Tool Use Training (The Search Loop):

Model learns to use tools when uncertain:

User: "Who is Orson Kovacs?"

1. Model recognizes it doesn't know
   → Outputs: <SEARCH_START>Who is Orson Kovacs?<SEARCH_END>

2. System executes search, injects results
   → [Wikipedia article, news articles, etc.]

3. Model generates answer using search results
   → "Orson Kovacs is a fictional character..."

4. If still unsure → REPEAT search with refined query

→ Uses working memory (context) instead of vague recall (params)
→ Dramatically reduces hallucinations for factual queries

Factuality Training Loop (Meta’s Approach):

Teaching models to recognize their knowledge limits:

1. EXTRACT: Take a snippet from training data
   → "The Eiffel Tower weighs approximately 10,100 tons"

2. GENERATE: Create a factual question about it
   → "What is the mass of the Eiffel Tower?"

3. ANSWER: Have the model answer the question
   → Model says: "The Eiffel Tower weighs 7,300 tons"

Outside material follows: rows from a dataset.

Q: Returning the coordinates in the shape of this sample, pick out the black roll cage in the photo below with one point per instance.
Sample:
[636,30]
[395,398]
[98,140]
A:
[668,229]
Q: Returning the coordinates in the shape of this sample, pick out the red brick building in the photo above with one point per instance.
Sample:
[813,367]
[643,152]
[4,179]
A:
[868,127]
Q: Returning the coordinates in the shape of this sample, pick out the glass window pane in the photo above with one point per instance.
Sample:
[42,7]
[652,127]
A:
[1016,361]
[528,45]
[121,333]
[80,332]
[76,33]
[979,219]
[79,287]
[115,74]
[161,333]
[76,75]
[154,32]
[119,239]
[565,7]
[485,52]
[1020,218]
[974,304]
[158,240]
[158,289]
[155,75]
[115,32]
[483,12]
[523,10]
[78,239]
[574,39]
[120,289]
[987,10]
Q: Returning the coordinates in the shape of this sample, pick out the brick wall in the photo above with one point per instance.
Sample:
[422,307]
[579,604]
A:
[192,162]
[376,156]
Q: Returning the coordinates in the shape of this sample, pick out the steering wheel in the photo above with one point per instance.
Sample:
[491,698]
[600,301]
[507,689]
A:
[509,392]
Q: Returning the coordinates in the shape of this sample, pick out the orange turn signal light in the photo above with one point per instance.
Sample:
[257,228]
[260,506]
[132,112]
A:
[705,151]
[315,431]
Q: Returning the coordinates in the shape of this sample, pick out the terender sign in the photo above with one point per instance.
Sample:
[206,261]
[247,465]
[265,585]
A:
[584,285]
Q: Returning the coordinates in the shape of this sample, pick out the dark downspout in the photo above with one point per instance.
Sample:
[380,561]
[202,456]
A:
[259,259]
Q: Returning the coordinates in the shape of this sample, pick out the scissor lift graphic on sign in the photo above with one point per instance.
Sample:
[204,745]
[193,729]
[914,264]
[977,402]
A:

4. SCORE: Compare answer against original source
   → ❌ Wrong! Model hallucinated.

5. TRAIN: Teach model to refuse or use tools when unsure
   → "I don't have reliable information about..."

6. REPEAT → Model learns its knowledge boundaries

→ Model learns WHEN to say "I don't know"
→ Model learns WHEN to use search instead of guessing

REINFORCEMENT LEARNING

Verifiable RL - Math Domain (The Training Loop)

Problem: Emily buys 3 apples and 2 oranges. Each orange costs $2.
         Total cost is $13. What is the cost of each apple?

🔄 THE RL LOOP (repeated millions of times):

1. GENERATE: Model produces many solutions
   → Solution A: "The answer is $3."
   → Solution B: "Oranges: 2×$2=$4, Apples: $13-$4=$9..."
   → Solution C: "Each apple costs $5." (wrong)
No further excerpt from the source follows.